With all judicial options exhausted the state government then took the plea of  completing a variety of studies before initiating translocation of the lions. Things continued to move at a snail’s pace. With  virtually no movement. Bhopal based environmentalist Ajay Dubey filed a contempt plea in the supreme court  against the Centre and Gujarat  for non-implementation of its 2013 order. Dubey had highlighted willful non-compliance of the apex court order and raising of technical objections. Gujarat  had ,in a letter to the technical committee  even highlighted the presence of tigers in Kuno as an obstacle. The contempt plea was discharged in March 2018. Tigers now don’t seem to be an obstacle in the case of cheetahs!

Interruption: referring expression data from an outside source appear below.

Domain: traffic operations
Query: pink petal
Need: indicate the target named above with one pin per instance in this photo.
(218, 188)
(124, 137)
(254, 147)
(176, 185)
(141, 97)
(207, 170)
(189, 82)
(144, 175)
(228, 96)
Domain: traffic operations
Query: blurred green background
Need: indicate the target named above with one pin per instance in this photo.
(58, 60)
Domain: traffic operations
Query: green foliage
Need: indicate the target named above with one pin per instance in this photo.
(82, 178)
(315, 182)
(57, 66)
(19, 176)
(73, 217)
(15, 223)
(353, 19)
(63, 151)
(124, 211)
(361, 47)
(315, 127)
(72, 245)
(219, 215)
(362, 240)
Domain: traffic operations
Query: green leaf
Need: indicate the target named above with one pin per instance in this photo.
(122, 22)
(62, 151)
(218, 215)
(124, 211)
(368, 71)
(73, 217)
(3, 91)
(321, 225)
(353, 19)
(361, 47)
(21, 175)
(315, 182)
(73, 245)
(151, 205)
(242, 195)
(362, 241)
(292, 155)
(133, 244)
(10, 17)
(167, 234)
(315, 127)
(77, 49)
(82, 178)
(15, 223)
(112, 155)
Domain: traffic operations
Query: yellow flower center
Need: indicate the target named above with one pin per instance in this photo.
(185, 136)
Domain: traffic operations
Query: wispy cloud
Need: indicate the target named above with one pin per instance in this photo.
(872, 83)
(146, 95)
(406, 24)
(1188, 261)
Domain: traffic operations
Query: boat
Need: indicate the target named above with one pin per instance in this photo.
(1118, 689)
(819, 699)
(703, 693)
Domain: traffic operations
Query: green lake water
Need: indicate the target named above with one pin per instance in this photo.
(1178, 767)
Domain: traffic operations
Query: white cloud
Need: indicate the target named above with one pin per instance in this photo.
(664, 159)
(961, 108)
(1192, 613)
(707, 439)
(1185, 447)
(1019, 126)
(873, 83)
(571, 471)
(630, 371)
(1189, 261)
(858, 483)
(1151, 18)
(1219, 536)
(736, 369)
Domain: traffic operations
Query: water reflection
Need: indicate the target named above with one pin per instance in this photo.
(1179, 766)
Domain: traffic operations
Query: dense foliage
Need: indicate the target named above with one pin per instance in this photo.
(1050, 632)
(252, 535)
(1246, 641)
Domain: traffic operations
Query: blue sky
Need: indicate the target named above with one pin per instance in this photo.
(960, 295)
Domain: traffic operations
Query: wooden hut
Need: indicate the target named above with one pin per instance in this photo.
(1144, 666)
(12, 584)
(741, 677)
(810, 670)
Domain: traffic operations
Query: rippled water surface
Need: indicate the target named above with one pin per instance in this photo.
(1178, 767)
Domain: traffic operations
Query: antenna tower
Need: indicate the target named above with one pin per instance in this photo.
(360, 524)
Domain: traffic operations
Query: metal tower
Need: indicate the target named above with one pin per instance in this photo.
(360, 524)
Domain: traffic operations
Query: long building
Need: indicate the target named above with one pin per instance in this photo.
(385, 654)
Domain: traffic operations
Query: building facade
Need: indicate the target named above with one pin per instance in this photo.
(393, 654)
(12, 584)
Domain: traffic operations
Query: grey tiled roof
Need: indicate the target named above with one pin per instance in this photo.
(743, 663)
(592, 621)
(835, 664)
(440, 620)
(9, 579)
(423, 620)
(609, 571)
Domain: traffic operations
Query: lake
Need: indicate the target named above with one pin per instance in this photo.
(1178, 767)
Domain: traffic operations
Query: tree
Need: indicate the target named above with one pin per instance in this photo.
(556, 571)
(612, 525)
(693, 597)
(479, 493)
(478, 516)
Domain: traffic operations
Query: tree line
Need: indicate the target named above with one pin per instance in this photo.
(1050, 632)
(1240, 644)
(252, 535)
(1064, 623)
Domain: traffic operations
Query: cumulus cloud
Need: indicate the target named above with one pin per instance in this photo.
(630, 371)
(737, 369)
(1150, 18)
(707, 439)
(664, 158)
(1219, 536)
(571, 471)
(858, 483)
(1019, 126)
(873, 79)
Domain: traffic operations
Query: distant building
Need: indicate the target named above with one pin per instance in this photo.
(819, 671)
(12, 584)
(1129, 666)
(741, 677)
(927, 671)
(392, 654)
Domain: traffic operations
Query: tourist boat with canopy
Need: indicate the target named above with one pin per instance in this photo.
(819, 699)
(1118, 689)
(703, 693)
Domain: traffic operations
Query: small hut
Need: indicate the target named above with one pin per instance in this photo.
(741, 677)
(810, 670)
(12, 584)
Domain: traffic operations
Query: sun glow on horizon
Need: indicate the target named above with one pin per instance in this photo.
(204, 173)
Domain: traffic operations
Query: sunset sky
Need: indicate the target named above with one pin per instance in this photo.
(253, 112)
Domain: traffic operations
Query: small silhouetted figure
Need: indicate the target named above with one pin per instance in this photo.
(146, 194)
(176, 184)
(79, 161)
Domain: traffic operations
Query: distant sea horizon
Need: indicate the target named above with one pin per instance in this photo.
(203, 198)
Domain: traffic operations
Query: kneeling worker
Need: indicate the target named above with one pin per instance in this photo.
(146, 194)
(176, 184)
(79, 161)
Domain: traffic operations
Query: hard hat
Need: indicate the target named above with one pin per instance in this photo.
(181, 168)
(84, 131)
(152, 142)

  With the PM now personally presiding over the shifting of the cheetahs into Kuno-palpur, the new home for the lions seem permanently gone. One can Lose a battle  and still win a war !

http://epaper.lokmat.com/lokmattimes/main-editions/Nagpur%20Main/2022-12-27/6

http://odishapostepaper.com/edition/4341/orissapost/page/8

 

 

 

Comments

  1. Very narrow minded politics and the stupidity of claiming that only Gujarat had lions forced the government to spend huge amounts of money in legal fees all these years to finally ensure that it does not allow a single lion to leave the state. Nevermind that so many again died of disease and the threat of it happening again looms large. In the face of such an attitude how does genetic diversity have any room to exist?